Here's a look at the hottest county races and referendum questions DuPage voters will be deciding Tuesday.
Longtime Sheriff John Zaruba is retiring after more than two decades in charge and voters will determine if his successor comes from inside or outside the sheriff's office. The two candidates are Republican James Mendrick and Democrat Gregory Whalen.
Mendrick is a Woodridge resident who has served in the sheriff's department for more than 20 years. He currently is a patrol commander.
Whalen is a Clarendon Hills resident who serves as a lieutenant with the Glencoe Department of Public Safety.
Republican incumbent Dan Cronin is hoping to serve a third term as chairman of the DuPage County Board. But Cronin is being challenged by Democrat Lynn LaPlante, who wants to become the first woman elected to head the panel.
It will be up to voters to determine which candidate leads the county board for the next four years.
Cronin, of Elmhurst, is an attorney who has served as board chairman since 2010 after previous stints in the state Senate and state House. LaPlante, of Glen Ellyn, is a musician and activist seeking her first elected office.
The new county clerk will oversee a dramatic change early next year when the office merges with the DuPage Election Commission.

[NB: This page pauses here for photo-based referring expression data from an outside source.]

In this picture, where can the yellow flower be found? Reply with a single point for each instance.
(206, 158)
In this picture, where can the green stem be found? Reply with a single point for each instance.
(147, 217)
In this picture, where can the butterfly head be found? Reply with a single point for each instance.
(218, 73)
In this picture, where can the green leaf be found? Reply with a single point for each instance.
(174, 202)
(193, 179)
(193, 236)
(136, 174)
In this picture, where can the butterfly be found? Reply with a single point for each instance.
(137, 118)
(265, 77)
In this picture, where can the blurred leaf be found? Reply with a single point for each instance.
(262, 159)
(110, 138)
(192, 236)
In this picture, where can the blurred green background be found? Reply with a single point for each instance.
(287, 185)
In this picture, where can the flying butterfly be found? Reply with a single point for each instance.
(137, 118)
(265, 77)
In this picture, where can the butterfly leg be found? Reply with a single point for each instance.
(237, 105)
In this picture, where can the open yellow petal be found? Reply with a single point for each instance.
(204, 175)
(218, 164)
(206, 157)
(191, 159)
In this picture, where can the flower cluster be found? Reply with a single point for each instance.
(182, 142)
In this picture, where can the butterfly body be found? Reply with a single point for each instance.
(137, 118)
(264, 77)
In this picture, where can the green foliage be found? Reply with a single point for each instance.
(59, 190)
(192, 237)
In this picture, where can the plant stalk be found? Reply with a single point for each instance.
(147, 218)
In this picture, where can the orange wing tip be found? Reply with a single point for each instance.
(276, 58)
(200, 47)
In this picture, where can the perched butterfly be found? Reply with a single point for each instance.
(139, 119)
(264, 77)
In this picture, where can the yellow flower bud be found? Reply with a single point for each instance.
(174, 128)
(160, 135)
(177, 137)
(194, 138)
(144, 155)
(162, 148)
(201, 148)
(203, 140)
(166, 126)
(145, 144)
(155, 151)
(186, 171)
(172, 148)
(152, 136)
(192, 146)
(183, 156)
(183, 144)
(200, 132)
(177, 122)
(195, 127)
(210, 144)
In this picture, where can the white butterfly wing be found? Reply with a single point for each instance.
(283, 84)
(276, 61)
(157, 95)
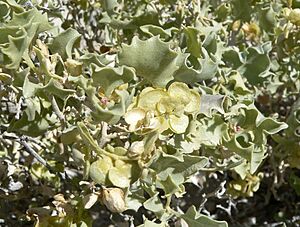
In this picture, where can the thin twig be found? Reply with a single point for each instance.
(56, 109)
(32, 152)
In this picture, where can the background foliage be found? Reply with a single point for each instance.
(149, 113)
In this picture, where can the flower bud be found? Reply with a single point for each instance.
(136, 148)
(114, 199)
(73, 67)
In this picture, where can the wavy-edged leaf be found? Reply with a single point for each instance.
(110, 78)
(157, 66)
(64, 42)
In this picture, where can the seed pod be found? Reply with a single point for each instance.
(114, 199)
(136, 148)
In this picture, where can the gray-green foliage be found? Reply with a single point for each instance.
(121, 115)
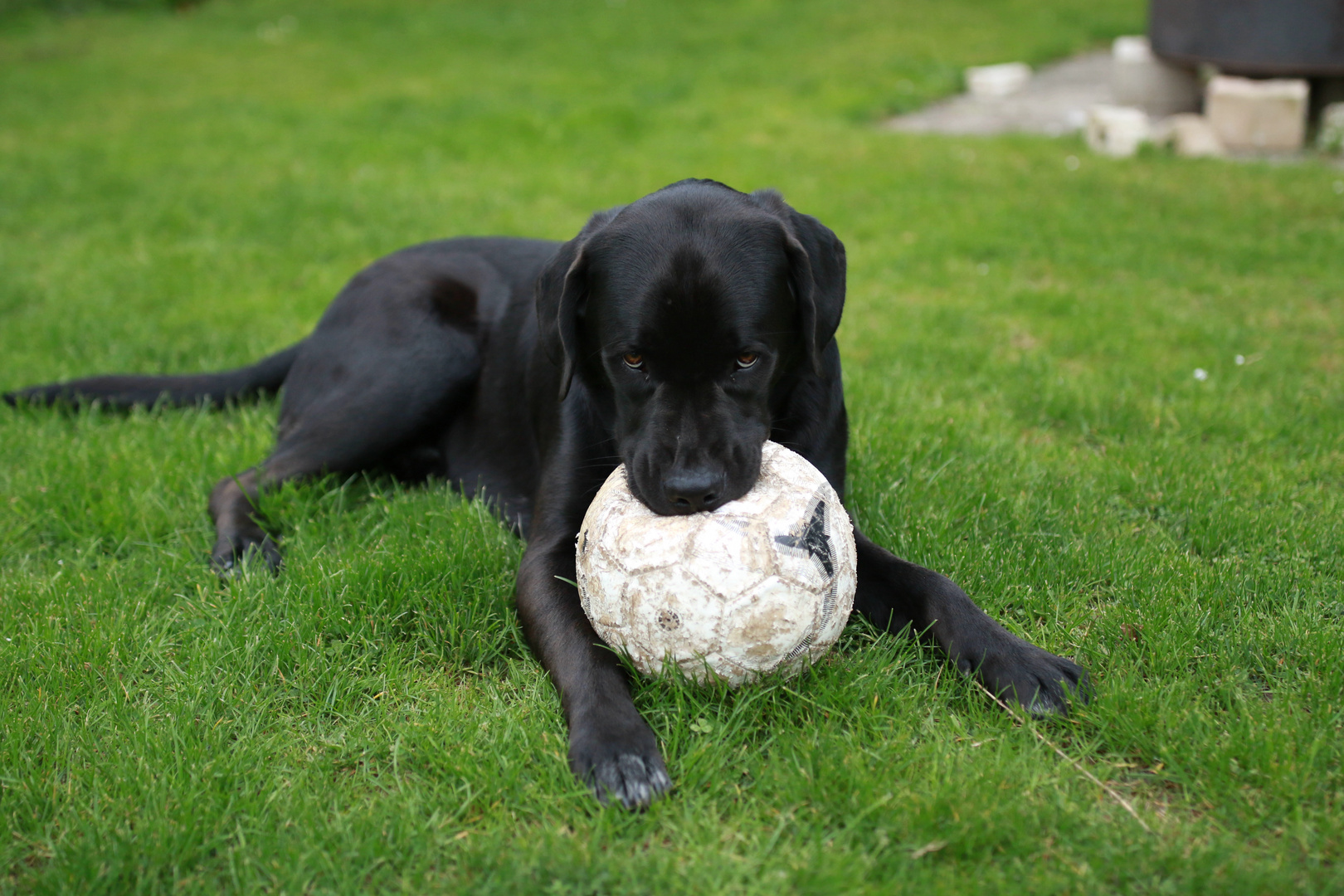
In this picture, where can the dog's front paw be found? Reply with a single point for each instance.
(1016, 670)
(620, 762)
(231, 553)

That person will be either Republican incumbent Paul Hinds or Democratic challenger Jean Kaczmarek.
Hinds, of Villa Park, is a longtime veteran of the department and has served as clerk since 2014. Kaczmarek, of Glen Ellyn, is a self-employed communications consultant and self-described election watchdog seeking her first elected office.
The county board is expected in January to vote to merge the election commission into the clerk's office. It's also possible the county recorder's office someday could be merged with the clerk's office.

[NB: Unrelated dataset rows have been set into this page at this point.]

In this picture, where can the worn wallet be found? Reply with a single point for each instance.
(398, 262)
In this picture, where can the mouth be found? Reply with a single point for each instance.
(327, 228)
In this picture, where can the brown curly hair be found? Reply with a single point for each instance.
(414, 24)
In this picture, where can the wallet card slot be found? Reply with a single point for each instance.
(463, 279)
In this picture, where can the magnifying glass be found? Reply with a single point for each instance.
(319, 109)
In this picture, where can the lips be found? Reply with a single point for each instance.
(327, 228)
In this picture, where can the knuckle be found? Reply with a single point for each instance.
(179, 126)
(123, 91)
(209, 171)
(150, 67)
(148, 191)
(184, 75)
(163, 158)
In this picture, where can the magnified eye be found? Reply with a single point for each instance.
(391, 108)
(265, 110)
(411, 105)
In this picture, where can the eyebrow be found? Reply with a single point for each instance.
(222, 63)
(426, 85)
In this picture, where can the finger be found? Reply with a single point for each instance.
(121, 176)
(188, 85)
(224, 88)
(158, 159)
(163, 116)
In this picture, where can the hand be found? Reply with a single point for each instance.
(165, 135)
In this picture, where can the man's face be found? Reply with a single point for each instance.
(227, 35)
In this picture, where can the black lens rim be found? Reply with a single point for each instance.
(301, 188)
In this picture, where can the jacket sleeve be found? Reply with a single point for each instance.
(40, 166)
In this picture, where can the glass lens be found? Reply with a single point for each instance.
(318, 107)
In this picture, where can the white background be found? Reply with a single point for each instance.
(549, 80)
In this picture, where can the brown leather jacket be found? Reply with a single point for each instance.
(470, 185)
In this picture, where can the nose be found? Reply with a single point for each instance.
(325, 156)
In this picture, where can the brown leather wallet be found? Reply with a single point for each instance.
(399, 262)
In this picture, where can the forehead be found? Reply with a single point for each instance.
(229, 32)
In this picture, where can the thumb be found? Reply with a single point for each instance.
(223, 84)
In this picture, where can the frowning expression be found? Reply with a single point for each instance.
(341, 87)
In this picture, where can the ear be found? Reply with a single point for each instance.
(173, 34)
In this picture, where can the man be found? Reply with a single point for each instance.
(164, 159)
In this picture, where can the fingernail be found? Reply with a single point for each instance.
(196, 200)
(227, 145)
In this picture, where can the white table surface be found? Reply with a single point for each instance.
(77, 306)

Elmhurst Unit District 205 is asking voters for a property tax increase to pay for $168.5 million in construction projects throughout the district.

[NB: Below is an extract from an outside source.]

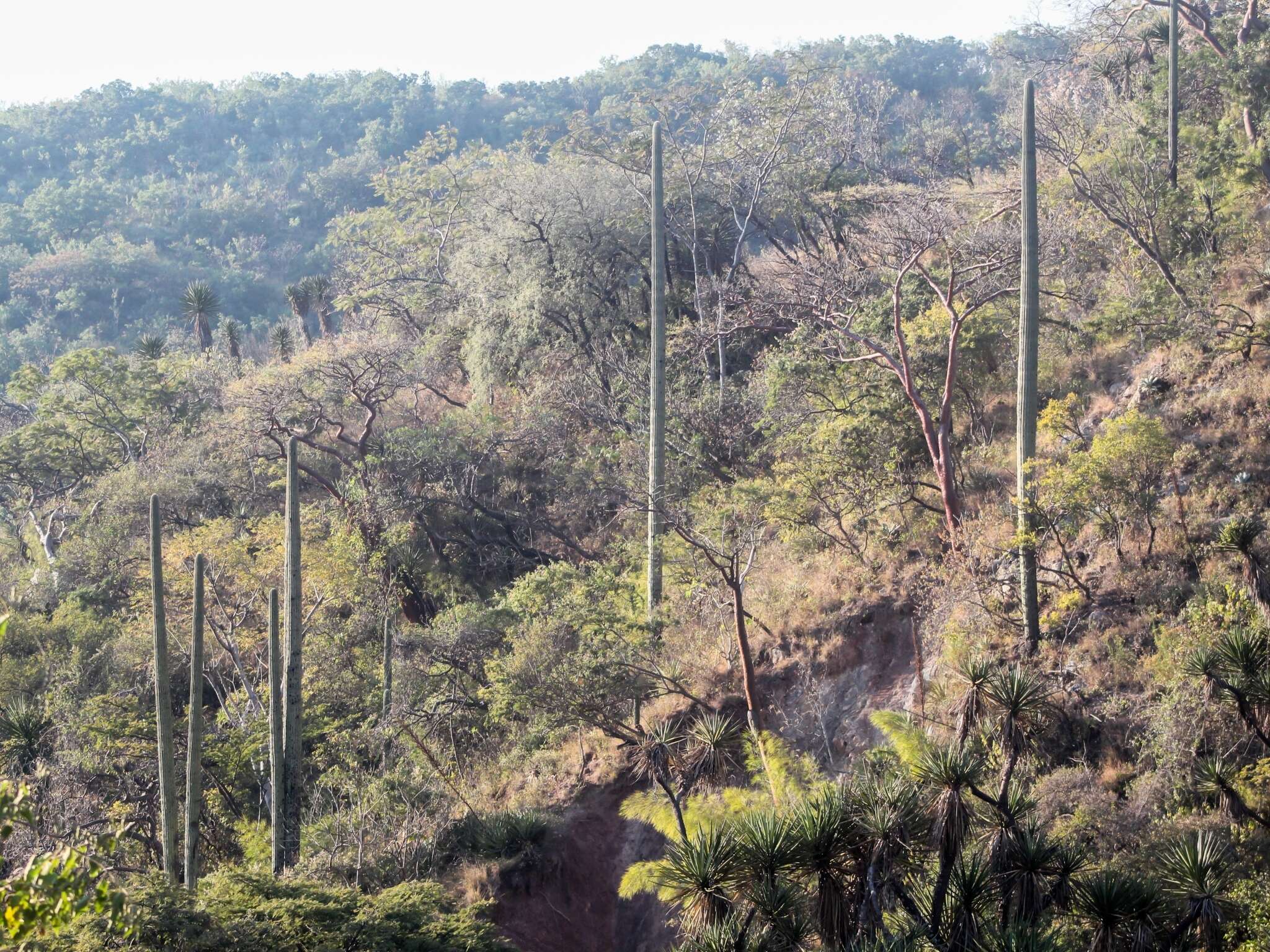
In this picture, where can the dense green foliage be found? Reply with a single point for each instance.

Officials are hoping to replace Lincoln and Field elementary schools and upgrade other buildings to improve security, provide science, technology, engineering and math spaces, and add classrooms for all-day kindergarten.
The ballot question is the result of a three-year community engagement process, development of a master facilities plan and a survey of the community.
If the measure is approved, the owner of a $500,000 house would pay an estimated $149 more a year in property taxes to the school district.
Wheaton Warrenville Unit District 200 is seeking permission from voters to pursue a plan to replace the aging Jefferson Early Childhood Center.
If the ballot question is approved, the district will construct and equip a new early childhood center without raising property taxes to pay for it. That's because a Utah-based bank is planning to front roughly $15 million for the project.
Under a tentative lease, District 200 will rent the building for 20 years while paying the bank about $1 million a year out of operating funds.
The district would take ownership of the building after paying off the debt.